Stéphane Bonnat, roi du chocolat

En novembre dernier, la Maison Bonnat s’est installée au 189 rue du Faubourg Saint-Honoré, à Paris. Une adresse de prestige pour Stéphane Bonnat, reconnu dans le monde entier pour l’excellence de ses chocolats.

Stéphane Bonnat
Stéphane Bonnat © J.-M. Blache

Depuis quand êtes-vous habité par la passion du chocolat ?

Elle a démarré à mes 16 ans, lorsque j’ai découvert, de façon inopinée, une plantation de cacaoyers parmi des ruines mayas, au Mexique. J’avais auparavant toujours habité au-dessus de la chocolaterie familiale du 8 cours Sénozan, à Voiron. Et depuis l’âge de 14 ans, je travaillais aussi dans l’atelier de chocolaterie pendant les vacances d’hiver, ce qui m’avait permis de m’acheter ma première mobylette ! Le chocolat a toujours été une passion. Il est devenu un métier !

Un métier dont vous faites partie des meilleurs spécialistes mondiaux…

Je ne peux que déplorer le manque de connaissance des cacaos qui font le chocolat ! Il est faux de dire qu’ils se résument à trois grandes familles – le criollo, le forastero et le trinitario. Il en existe plus de 2 000, et beaucoup n’ont même pas encore de nom ! Cette simplification est due à la méconnaissance de “vendeurs de boîtes”, qui diffusent dans leur réseau de franchises des produits préemballés et congelés. Ce n’est pas comme cela que la Maison Bonnat travaille.

Nous faisons partie des six artisans chocolatiers français qui sélectionnent les fèves et les torréfient. Mais c’est une opération de longue haleine. Cela nécessite d’être en relation avec des professionnels de toutes disciplines qui connaissent la géologie, l’histoire, les traces laissées par les civilisations précolombiennes… Par exemple, un codex des années 1540 a été exhumé en Amérique latine avec des dessins de cacaoyers inconnus à l’heure actuelle. J’ai fait quatre voyages à la recherche d’anciens producteurs qui ont pu identifier cette variété disparue.

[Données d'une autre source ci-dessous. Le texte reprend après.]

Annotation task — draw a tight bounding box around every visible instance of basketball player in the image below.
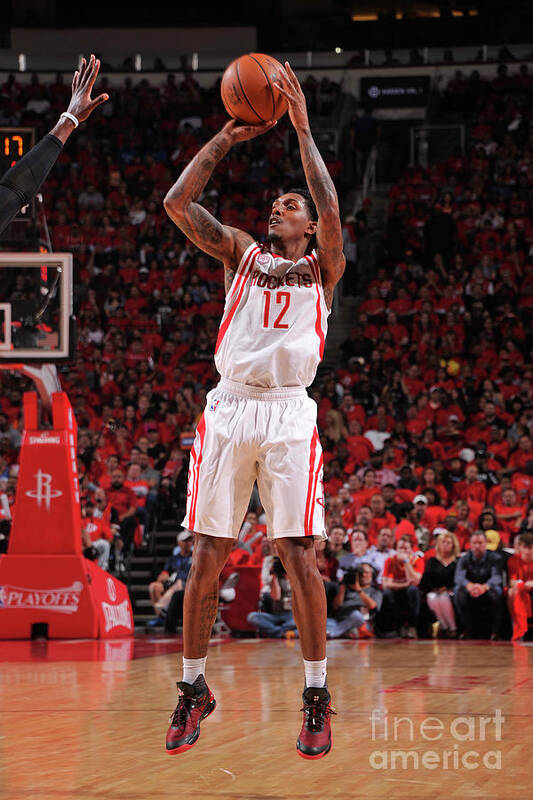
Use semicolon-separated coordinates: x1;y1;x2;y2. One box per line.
0;55;109;233
165;63;345;758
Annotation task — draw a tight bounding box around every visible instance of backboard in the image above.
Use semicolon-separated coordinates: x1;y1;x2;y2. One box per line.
0;252;75;364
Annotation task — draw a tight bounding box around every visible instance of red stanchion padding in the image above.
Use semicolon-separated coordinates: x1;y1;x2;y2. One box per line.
0;555;98;639
0;392;133;639
85;561;133;639
220;565;261;631
8;392;82;555
0;556;133;639
23;392;39;431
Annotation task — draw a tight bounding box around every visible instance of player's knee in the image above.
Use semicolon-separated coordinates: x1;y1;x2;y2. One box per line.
189;534;233;583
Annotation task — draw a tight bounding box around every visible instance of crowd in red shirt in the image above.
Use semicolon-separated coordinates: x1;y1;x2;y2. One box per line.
0;62;533;636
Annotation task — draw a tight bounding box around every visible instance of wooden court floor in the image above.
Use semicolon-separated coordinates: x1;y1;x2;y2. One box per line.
0;640;533;800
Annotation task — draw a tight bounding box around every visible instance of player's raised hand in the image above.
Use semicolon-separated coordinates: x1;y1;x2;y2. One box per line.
222;119;276;145
274;61;309;130
67;54;109;122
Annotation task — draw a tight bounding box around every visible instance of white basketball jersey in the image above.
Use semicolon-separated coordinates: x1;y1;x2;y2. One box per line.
215;242;330;388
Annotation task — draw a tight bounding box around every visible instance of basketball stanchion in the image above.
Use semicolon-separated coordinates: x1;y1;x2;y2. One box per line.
0;378;133;639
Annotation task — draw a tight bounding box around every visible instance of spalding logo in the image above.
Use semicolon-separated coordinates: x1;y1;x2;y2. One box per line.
106;578;117;603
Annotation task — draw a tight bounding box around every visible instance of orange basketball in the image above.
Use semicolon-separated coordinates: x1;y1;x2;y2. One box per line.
220;53;287;125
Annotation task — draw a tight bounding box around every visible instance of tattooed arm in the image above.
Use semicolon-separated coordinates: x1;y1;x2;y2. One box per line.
276;61;346;308
164;120;274;292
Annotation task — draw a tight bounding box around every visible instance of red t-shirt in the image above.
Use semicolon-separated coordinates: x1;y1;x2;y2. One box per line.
107;486;137;516
81;517;112;542
507;555;533;583
394;519;418;547
383;555;424;581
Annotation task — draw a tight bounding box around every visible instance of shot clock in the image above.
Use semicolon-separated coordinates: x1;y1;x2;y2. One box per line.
0;128;35;170
0;127;35;222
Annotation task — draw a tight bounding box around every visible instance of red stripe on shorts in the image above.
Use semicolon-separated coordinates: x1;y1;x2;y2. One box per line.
304;428;318;536
215;247;260;355
189;414;205;531
309;453;324;533
306;256;326;359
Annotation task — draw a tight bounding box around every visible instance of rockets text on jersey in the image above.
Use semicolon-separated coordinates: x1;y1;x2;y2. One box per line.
215;242;329;388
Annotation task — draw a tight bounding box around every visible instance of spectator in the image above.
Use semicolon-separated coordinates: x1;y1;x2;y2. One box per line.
147;530;193;633
366;527;395;587
327;562;382;639
81;499;113;570
337;528;368;580
379;536;424;639
420;531;460;639
455;531;503;641
328;525;346;561
108;469;138;573
507;533;533;641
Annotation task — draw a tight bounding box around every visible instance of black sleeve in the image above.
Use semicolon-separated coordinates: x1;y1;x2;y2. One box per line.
0;133;63;233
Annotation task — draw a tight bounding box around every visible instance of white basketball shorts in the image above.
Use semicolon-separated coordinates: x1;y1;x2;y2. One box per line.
182;378;326;539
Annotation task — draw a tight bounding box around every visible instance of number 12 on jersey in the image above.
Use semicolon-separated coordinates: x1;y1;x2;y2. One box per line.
263;291;291;330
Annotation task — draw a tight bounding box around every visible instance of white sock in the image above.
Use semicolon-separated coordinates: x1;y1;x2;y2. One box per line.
304;658;328;687
182;656;207;683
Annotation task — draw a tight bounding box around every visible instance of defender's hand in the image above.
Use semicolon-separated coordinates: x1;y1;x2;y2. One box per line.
221;119;276;145
67;54;109;122
274;61;309;131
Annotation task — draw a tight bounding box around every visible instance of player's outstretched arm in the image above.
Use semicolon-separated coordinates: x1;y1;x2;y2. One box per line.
275;61;346;306
0;55;108;233
164;120;274;285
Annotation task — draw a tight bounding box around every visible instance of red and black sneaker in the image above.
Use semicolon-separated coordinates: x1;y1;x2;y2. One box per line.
296;686;336;758
167;675;216;756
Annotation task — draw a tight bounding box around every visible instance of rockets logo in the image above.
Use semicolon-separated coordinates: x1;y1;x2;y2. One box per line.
26;468;63;511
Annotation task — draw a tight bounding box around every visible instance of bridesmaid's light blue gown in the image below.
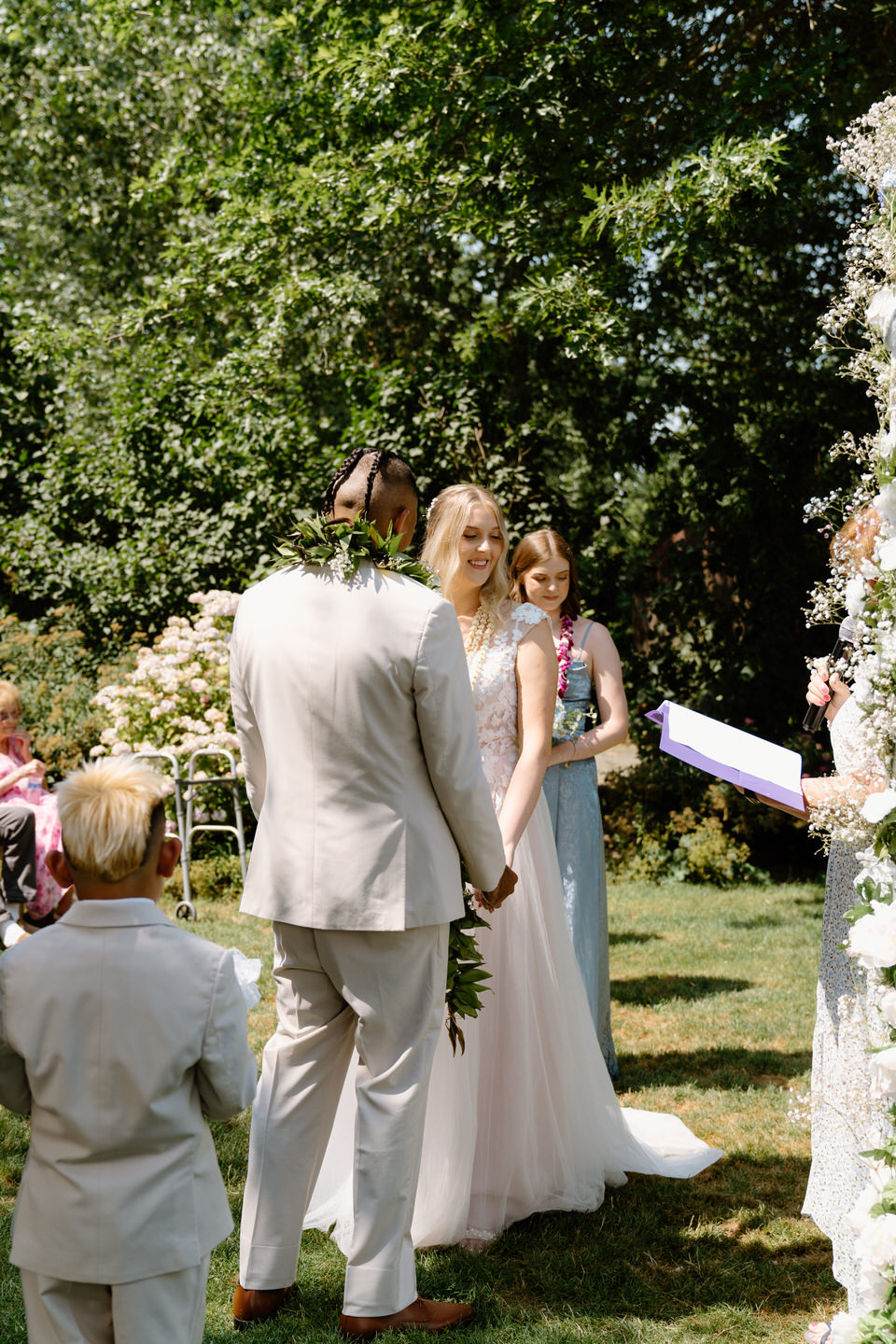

Je multiplie les allers-retours pour créer des nurseries de variétés natives en Amérique latine ou en Afrique. Sachant qu’entre le moment où nous plantons et nos premières récoltes, il s’écoule sept années. Ce sont des projets sur le temps long !

Pour quelles raisons maintenez-vous un tel niveau d’exigence ?

Je n’ai qu’un objectif : le maintien de l’excellence. Mais à prix abordable, car le plaisir du chocolat doit pouvoir se partager largement. Ce “luxe accessible” a toujours été le parti pris de la Maison Bonnat. Je constate ainsi que nos tablettes réalisées à partir de 56 cacaos Grand Crus sont jusqu’à trois fois moins chères que celles de nos concurrents, pour un poids souvent supérieur.

C’est Bonnat qui a été à l’origine des tablettes issues de cacao pure origine pour célébrer le centenaire de la marque, en 1984, et l’initiative a été reprise par toute la profession. Savez-vous qu’une famille de cacaoyers du Venezuela a la Maison Bonnat inscrite dans ses livres de comptes depuis 1856 ?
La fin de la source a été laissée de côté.